Painting With The Girls 361
December 26, 2016
Day 361 (5 days to go)
All Humans are Creative
I was taken aback, studying art history, when I came across a National Geographic article about ancient art from approximately 39,000 years ago. A long time ago, humans were not just hunting and gathering. They were already expressing themselves, their love, their fears and their spirituality, as they painted in caves. In his book, La Prehistoire du Cinema, filmmaker and archeologist Marc Azéma argues that these ancient artists were interposing images in cave walls, so that with the flickering of the fire, images would look as if they were animated.
For all documented history of civilization, art has played its part as being merely decoration, then information and later just joy and entertainment. Our civilization is now based on a culture that consumes and obsesses over what is new and entertaining. We are curious about things that make our lives better, and we also seek the adventure of finding what makes our hearts lighter and keep our minds in a permanent state of wonder.
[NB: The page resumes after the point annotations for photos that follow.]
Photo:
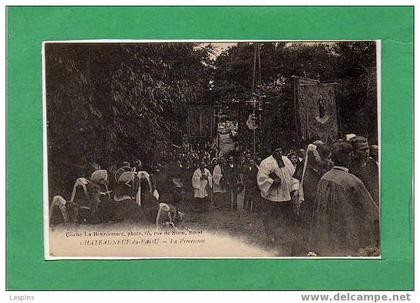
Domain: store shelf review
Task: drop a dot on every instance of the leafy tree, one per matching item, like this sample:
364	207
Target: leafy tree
115	102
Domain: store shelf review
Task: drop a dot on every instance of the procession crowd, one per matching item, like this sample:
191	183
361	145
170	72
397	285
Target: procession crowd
319	200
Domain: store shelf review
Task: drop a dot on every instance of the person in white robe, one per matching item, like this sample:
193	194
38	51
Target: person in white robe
219	186
279	191
201	180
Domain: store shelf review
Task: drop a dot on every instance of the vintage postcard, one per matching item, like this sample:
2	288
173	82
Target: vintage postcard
211	149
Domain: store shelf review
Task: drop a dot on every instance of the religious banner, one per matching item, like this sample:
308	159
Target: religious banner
317	113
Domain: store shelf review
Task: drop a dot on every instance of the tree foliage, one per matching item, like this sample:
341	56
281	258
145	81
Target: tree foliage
115	102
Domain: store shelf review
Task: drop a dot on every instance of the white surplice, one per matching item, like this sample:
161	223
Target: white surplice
270	191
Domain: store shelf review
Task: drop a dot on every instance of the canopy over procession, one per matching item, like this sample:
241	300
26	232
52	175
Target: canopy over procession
280	135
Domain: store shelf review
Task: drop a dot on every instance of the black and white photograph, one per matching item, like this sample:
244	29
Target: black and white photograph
211	149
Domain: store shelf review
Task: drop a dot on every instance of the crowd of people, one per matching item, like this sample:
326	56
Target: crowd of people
318	200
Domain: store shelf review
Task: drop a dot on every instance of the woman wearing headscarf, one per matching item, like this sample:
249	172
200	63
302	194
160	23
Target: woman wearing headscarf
345	215
314	166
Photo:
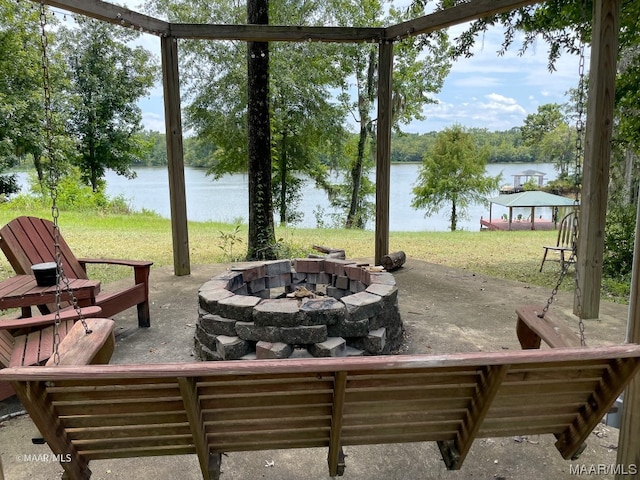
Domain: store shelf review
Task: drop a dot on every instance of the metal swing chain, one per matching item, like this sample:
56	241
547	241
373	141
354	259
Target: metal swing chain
579	156
54	177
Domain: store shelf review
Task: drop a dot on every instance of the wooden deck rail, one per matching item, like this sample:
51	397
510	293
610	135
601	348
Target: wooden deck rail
206	408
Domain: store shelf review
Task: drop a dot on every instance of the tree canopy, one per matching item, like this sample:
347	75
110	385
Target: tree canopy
106	78
453	173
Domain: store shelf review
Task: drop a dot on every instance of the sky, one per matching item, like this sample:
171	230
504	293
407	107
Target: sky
484	91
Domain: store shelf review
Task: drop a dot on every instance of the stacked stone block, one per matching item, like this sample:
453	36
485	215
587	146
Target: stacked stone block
249	312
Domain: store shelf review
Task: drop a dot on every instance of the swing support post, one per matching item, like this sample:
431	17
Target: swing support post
629	439
597	153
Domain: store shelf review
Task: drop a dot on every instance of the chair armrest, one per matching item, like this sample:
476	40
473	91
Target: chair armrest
49	319
116	261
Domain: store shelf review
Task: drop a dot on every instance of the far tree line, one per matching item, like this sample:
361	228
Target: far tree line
506	146
321	97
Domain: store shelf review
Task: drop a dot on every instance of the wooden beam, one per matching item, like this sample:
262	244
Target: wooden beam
383	149
597	154
107	12
615	379
629	438
290	33
277	33
335	443
175	156
466	12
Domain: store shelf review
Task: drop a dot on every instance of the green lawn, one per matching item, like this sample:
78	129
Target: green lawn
509	255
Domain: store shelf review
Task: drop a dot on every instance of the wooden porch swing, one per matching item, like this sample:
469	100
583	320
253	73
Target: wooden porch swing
88	412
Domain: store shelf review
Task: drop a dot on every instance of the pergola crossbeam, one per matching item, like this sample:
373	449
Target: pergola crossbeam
466	12
449	17
277	33
107	12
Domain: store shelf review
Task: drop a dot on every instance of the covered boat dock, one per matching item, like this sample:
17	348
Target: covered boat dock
527	200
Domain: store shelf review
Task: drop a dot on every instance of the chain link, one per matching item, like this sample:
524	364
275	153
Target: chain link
54	177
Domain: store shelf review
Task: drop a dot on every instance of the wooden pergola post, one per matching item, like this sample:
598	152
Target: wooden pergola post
597	154
383	152
629	438
175	156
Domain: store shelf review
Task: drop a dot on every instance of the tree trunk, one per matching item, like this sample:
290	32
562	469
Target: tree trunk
283	180
356	176
393	261
354	217
454	217
261	229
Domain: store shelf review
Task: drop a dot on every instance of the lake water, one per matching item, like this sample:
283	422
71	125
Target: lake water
226	200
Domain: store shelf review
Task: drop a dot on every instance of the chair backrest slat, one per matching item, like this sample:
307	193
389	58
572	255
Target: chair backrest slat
27	241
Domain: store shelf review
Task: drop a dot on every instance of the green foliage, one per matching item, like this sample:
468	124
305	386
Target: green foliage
453	173
619	241
229	240
107	78
71	194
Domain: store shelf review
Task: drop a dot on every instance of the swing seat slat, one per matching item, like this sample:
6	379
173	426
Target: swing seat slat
207	408
29	341
531	330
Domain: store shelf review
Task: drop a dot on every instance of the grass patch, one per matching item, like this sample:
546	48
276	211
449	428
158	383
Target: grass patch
145	236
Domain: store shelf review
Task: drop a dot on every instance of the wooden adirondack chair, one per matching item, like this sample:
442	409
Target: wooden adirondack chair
27	241
29	341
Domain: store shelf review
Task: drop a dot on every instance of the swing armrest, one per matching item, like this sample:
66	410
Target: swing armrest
82	348
115	261
531	329
49	319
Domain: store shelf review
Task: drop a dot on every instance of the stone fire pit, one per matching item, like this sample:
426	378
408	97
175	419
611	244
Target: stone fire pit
309	307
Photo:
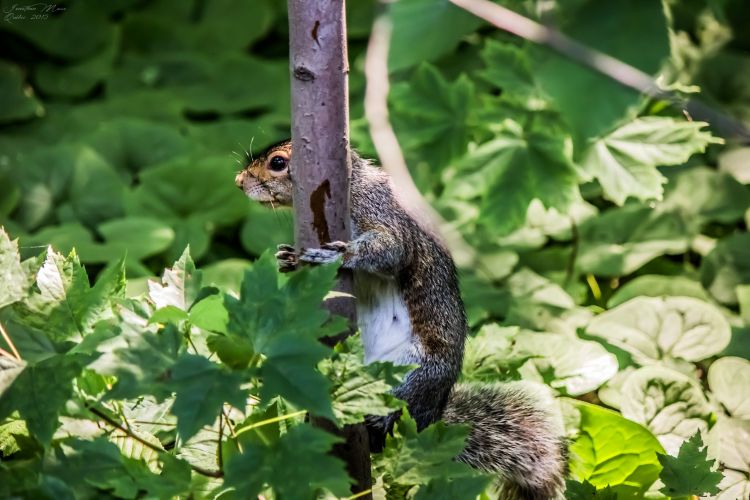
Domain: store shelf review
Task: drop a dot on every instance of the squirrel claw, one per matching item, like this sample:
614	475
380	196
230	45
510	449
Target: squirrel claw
337	246
319	255
286	258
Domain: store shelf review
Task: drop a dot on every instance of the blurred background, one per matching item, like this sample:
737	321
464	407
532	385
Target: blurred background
602	236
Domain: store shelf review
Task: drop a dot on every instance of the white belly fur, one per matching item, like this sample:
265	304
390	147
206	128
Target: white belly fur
383	319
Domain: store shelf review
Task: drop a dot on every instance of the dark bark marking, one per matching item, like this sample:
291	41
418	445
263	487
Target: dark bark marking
303	74
318	208
314	32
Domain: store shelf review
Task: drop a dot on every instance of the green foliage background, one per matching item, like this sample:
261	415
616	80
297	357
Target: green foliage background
607	259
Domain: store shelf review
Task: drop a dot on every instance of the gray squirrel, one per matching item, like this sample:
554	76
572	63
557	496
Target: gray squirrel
410	311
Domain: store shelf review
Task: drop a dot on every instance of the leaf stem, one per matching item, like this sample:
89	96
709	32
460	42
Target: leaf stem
270	421
360	494
117	425
9	342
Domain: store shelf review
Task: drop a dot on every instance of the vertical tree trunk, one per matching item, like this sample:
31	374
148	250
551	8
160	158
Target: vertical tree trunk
321	164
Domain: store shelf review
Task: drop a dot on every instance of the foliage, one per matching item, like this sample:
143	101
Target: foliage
610	233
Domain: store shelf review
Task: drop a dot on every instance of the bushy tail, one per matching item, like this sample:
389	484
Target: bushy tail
513	436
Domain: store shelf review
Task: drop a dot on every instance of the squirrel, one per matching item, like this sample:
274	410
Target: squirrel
410	311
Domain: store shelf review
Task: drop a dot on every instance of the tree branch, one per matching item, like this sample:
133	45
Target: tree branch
321	168
621	72
128	432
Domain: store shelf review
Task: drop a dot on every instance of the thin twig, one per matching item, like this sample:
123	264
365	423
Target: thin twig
621	72
219	455
270	421
5	353
9	342
117	425
231	430
386	144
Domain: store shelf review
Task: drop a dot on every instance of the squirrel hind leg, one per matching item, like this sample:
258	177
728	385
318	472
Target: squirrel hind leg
512	436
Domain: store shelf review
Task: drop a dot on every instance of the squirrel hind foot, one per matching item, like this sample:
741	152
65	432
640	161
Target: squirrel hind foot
512	436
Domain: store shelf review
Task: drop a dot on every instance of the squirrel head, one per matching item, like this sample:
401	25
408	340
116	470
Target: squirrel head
266	179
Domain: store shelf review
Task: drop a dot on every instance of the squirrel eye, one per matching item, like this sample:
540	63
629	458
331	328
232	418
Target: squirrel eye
277	163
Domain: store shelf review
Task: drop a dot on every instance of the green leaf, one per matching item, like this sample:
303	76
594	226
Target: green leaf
38	401
624	161
691	472
9	429
12	274
652	329
670	404
510	171
585	490
283	323
193	205
727	266
99	463
654	285
140	358
155	237
58	33
621	240
264	228
132	144
16	102
430	116
729	442
79	79
63	305
613	451
729	380
634	31
304	446
10	368
201	389
210	314
507	67
179	285
702	195
422	458
413	42
564	362
358	389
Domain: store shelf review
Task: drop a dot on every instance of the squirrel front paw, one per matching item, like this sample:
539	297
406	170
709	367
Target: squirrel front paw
327	253
287	258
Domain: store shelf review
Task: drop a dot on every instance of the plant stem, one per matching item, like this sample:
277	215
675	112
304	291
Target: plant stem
117	425
9	342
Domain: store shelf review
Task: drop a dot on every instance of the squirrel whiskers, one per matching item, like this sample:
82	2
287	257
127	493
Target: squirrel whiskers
410	311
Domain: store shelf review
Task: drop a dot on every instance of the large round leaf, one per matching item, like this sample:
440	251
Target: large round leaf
729	380
671	404
16	102
566	363
651	328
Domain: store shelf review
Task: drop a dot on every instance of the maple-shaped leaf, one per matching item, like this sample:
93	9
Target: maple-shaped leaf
202	387
39	394
507	173
691	473
413	457
63	305
307	448
281	320
360	389
12	275
624	161
587	491
179	285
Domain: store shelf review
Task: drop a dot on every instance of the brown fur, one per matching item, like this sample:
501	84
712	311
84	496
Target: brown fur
510	436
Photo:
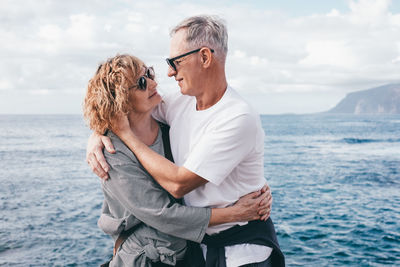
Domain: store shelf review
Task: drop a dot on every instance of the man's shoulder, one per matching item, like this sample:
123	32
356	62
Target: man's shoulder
235	105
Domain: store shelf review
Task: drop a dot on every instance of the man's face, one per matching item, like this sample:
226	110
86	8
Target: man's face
187	68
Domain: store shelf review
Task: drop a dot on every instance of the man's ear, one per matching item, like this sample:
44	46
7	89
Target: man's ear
206	57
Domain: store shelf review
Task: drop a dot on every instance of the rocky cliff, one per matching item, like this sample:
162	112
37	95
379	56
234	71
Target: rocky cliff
380	100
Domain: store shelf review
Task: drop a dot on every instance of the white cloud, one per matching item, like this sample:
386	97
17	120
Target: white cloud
333	53
57	47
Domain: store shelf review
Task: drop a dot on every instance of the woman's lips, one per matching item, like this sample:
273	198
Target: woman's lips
153	94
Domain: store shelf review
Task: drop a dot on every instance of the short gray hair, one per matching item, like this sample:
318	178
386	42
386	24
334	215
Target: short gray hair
207	31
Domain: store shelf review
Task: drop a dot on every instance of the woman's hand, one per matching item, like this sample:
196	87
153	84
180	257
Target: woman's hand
94	154
121	125
254	206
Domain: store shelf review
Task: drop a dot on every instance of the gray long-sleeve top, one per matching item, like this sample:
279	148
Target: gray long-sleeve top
132	196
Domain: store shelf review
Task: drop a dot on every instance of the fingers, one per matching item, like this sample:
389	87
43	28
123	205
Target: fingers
96	167
266	216
265	188
252	195
108	144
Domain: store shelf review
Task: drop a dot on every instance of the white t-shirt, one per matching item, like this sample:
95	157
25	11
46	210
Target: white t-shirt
223	144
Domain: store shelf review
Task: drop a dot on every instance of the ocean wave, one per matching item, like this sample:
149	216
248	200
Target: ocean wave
351	140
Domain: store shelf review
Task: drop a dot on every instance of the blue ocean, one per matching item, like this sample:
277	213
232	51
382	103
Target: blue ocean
335	181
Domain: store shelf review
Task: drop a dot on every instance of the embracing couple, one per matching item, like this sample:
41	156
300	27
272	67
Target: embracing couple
204	144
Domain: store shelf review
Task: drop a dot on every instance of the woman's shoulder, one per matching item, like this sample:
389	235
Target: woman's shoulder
122	152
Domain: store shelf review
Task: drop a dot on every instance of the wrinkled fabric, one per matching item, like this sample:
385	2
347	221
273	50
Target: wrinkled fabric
132	196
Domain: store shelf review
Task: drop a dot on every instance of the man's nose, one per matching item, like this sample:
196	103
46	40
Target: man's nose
151	83
171	72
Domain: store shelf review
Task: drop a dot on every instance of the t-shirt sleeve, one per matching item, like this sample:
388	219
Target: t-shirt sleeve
221	149
138	193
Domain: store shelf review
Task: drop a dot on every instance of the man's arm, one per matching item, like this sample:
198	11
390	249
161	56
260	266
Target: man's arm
95	156
178	181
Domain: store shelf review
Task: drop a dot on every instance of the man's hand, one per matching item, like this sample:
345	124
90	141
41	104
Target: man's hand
254	206
94	154
266	203
121	125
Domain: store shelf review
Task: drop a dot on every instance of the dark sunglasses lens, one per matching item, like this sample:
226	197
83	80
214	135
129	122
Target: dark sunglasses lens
150	73
142	83
171	64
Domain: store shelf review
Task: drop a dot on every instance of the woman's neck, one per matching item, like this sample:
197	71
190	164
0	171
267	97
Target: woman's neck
144	126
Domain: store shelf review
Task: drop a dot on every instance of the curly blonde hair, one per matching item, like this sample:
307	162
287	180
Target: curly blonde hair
107	93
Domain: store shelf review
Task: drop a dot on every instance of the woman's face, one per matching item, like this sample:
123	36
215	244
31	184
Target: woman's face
144	96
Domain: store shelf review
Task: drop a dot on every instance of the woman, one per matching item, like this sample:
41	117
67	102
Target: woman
132	199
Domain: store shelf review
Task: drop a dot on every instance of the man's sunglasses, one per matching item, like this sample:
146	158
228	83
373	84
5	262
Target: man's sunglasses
142	82
171	63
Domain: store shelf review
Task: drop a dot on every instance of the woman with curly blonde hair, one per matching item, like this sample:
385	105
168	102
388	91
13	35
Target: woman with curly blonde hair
148	225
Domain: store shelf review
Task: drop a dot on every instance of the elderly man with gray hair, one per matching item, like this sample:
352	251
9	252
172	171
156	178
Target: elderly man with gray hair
217	142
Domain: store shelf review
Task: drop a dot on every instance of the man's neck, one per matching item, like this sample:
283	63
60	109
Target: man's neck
210	96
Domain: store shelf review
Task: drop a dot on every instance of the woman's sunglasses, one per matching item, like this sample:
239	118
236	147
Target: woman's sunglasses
142	82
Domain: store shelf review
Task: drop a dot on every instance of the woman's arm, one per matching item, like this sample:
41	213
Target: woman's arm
147	201
253	206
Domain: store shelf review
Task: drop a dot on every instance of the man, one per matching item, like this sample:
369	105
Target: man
217	142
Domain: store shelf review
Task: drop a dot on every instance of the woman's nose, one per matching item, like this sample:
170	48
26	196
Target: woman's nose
151	83
171	72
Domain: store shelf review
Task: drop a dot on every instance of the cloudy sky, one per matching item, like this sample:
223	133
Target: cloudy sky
286	56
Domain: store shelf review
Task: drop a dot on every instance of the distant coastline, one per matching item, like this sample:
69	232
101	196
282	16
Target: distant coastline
378	100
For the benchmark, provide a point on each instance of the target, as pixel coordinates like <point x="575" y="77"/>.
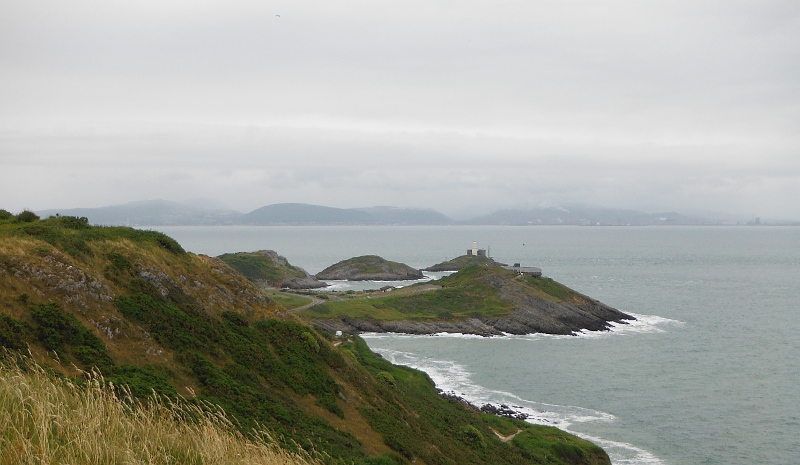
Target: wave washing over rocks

Today we see so many people searching for that creative outlet. At any given age, you might find people attempting to paint, quilt, dance or sculpt, even when time is limited. Creativity comes in endless forms and can become life’s calling or an activity for coping with life’s challenges.
Grandma Moses took up painting because her eyes gave out, and she could no longer sew and embroider. She decided that she was either going to start raising chickens or she was going to start painting. Grandma Moses is just a great example that so-called genius is not necessarily of the utmost importance when someone just wants to be creative.
Today, we are surrounded by art from the past, images of every single creative possibility and the sense that there is no more room for anything else to be created. We all feel numbed by the constant bombardment of images in social media and the media in general. But we continue to create and enjoy creating.
The pure act of creation is really something worth discussing, and many books do.
Most recently, Big Magic by Elizabeth Gilbert, covers the act of finding your ideas and how as humans we are vessels for this divine sacred privilege of being creative.
Creativity is what separates us from just being survivors on Earth. It lets us enjoy walking through this life, solving problems and making this planet better for others and us.
Being at my own studio made me realize my own limitations and expectations about creativity. In my research about famous female painters I was not surprised to find they all had similar obstacles like we do today. Although art historians do not focus on domestic affairs and raising children or building gardens, most of these artists faced challenges they wrote or shared with family and friends through letters or journals.
Artemisia Gentileschi was a painter in the early 17th century, when women did not participate in men’s society. She managed to make a living and raise three children. Berthe Morisot lived at a time when women could never go anywhere without an escort or even enter a café without having their reputation endangered. Nonetheless, she succeeded at being the only women in the founders, group of The Impressionistic movement.
Mary Cassat is another example of overcoming the great influence and pressure of family. She continued to find ways to work after her wealthy father discontinued providing financial support, because he did not want his daughter to be a painter.
Just like today, all of them were confronted with practical problems such as time, family, money and sanity. These are all obstacles, which unless solved, can hurt or divert us away from our creative path.
I experienced all of these obstacles in just nine months.